This milestone has stirred so many emotions in me. In a year and a half, she’s eligible to drive, as she so happily reminds me. I like to remind her she’s also able to get a job! But in less time than I expect, she’ll want to wear makeup and have a boyfriend. Oh, the challenges I have to look forward to!

Regardless of what the next four years of high school have in store, I’m always full of hope that I’m raising her well.

I sometimes question the lessons I’m teaching her. Am I teaching the right ones and am I teaching them well? Am I leading by the right example?
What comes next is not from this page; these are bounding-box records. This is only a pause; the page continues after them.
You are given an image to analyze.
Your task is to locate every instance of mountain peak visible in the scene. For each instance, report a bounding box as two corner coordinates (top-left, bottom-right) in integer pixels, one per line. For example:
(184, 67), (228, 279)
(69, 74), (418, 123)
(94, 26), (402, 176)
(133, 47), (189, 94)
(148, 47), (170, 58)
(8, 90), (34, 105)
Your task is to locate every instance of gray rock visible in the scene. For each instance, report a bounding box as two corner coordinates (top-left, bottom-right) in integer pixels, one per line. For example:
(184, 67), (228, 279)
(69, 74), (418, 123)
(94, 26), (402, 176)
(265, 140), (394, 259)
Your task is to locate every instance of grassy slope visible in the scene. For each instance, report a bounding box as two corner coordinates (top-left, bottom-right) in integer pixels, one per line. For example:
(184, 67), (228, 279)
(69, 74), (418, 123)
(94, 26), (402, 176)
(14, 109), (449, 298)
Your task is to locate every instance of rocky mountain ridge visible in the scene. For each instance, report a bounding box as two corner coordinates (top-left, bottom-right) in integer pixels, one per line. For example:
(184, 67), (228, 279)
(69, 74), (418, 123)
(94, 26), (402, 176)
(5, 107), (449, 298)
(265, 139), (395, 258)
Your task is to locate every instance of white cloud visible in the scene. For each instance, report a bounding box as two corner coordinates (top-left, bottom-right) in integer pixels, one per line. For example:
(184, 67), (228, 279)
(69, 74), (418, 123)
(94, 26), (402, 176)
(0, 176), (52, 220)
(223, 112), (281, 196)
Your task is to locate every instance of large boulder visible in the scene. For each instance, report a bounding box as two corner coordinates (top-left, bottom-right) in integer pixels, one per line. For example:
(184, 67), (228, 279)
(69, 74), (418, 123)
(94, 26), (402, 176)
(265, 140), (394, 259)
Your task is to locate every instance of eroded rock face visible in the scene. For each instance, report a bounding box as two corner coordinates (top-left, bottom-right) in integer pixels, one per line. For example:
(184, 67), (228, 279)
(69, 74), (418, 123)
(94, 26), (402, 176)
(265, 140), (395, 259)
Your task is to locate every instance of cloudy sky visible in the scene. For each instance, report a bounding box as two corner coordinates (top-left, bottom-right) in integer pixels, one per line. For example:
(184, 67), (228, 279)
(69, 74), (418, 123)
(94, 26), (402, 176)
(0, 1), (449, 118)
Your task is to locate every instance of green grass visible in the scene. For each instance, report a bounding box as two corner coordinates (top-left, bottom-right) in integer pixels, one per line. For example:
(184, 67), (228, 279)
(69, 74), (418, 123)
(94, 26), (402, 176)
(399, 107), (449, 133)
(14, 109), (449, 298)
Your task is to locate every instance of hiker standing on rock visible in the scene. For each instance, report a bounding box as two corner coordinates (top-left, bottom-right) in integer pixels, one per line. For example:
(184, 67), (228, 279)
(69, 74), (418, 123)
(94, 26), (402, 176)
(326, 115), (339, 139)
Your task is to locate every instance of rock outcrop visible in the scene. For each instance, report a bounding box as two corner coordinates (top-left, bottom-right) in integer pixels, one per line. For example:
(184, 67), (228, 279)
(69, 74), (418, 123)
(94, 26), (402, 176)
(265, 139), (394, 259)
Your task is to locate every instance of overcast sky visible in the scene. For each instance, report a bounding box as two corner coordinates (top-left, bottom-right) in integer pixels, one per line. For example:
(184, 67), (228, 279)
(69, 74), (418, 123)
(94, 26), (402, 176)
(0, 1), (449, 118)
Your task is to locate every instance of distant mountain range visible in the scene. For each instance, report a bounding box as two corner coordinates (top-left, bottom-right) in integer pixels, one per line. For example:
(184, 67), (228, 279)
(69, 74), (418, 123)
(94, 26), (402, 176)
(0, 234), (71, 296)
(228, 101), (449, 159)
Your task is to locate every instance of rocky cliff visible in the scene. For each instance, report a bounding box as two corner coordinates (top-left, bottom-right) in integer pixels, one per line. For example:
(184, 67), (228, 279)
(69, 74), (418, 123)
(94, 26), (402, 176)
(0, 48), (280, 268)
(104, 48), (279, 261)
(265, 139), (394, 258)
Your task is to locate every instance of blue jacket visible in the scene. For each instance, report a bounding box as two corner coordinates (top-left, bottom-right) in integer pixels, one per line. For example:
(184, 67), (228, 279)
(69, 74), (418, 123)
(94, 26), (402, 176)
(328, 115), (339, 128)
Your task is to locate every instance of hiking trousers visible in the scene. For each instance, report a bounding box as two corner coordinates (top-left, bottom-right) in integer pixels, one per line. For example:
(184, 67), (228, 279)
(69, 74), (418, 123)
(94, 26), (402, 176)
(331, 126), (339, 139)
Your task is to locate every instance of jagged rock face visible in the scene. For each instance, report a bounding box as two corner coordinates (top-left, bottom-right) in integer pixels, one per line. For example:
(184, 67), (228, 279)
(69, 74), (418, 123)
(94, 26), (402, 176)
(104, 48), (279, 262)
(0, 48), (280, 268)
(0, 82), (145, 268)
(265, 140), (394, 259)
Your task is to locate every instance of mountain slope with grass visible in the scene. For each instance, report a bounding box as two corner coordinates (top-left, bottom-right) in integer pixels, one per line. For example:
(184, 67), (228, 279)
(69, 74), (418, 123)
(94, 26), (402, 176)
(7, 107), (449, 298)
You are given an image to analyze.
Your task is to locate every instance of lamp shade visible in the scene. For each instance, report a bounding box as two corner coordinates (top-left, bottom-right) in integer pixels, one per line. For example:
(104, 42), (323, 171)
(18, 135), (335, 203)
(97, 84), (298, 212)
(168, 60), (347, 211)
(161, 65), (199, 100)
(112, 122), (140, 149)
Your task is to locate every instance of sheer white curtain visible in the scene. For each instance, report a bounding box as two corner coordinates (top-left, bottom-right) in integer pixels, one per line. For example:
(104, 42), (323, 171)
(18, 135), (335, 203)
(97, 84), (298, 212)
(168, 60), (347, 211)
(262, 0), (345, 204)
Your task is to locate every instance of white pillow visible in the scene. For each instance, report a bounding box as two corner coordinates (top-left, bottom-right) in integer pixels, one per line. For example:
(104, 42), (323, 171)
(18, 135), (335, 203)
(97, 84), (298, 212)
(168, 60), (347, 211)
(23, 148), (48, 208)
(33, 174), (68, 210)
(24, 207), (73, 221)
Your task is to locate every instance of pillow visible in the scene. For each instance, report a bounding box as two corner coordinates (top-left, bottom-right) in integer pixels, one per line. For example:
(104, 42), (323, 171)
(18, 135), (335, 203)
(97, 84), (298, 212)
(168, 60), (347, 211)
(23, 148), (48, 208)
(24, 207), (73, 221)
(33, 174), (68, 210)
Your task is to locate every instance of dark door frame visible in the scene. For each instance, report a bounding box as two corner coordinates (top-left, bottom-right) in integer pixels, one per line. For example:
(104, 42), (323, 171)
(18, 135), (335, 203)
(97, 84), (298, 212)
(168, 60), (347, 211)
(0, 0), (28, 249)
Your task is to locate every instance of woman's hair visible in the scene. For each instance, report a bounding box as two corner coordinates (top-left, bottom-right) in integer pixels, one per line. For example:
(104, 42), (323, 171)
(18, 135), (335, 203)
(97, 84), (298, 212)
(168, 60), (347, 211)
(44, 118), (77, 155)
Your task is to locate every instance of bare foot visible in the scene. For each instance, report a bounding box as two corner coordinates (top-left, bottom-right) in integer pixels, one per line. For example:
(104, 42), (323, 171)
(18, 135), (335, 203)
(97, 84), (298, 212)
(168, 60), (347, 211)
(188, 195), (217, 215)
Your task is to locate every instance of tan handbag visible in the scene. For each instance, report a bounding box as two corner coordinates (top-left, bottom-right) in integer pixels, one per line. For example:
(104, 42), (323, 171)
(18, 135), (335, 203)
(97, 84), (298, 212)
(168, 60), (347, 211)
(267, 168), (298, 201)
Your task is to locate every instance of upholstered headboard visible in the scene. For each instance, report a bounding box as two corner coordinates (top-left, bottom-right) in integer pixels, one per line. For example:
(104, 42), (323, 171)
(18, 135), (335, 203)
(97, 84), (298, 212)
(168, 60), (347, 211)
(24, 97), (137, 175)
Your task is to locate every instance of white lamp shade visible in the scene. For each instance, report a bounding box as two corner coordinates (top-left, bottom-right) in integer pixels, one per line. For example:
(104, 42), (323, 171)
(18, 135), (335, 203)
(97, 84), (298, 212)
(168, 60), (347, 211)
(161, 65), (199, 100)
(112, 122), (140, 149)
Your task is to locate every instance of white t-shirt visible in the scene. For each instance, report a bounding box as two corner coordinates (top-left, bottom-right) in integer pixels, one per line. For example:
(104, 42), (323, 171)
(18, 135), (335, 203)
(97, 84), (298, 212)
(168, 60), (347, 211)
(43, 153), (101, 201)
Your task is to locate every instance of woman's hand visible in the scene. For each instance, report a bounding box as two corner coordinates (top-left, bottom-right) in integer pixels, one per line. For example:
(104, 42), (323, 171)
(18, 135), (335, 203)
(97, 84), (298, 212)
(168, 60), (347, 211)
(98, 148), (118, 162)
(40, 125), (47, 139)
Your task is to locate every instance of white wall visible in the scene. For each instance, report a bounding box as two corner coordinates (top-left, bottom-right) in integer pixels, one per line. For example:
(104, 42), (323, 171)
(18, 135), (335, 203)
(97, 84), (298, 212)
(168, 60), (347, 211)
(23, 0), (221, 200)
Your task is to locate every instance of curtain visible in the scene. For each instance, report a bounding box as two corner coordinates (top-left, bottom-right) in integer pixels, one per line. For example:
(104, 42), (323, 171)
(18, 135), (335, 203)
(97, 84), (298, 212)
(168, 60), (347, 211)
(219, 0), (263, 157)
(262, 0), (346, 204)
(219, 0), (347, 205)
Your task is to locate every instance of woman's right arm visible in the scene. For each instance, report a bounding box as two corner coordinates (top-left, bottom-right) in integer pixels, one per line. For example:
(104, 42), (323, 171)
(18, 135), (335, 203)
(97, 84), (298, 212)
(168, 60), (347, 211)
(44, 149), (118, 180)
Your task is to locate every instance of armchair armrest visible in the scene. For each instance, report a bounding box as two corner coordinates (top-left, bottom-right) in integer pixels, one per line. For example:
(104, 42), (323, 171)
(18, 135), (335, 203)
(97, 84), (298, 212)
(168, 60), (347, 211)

Will she one day understand the importance of her mother following her dreams into a career that she loves and is passionate about? Or will she only remember that I wasn’t home as much as she would have liked?

Will she appreciate my discipline in training and running marathons? Or will she only remember that those 20-mile training runs meant I had to miss one of her basketball or soccer games?

Will she understand that I would love to have a successful relationship, even after divorce? Or will she only see a date as time away from her and her brother?

Will she consider my community involvement an extension of my need to give back in gratitude for all that’s been given?  Or will she view my commitments as time stealers?

Every child is different, so assuming that what works for one parent will work for me is foolish for me to even consider.

But it’s difficult not to wonder, sometimes, if I’m creating for her the same frustration I felt at her age about my own mother’s attempt at the balancing act of life.

My mother juggled two jobs; one as a professional singer, which meant she wasn’t home at night. I spent a lot of time alone, and in turn, cultivated a high level of responsibility for a young girl. But it also fostered some loneliness, and that undoubtedly led to my strong interest in doing well in school and going off to college where I could design my own sense of “home.”

I don’t know what the next four years will bring. But I do know it took years for me to appreciate that my mother was only doing her best.

I can only hope it won’t take my daughter nearly as long. She’s about to face four of the most important years of her teen life, and I’ll do my best to make sure she gets through them knowing I’m here – and have been there.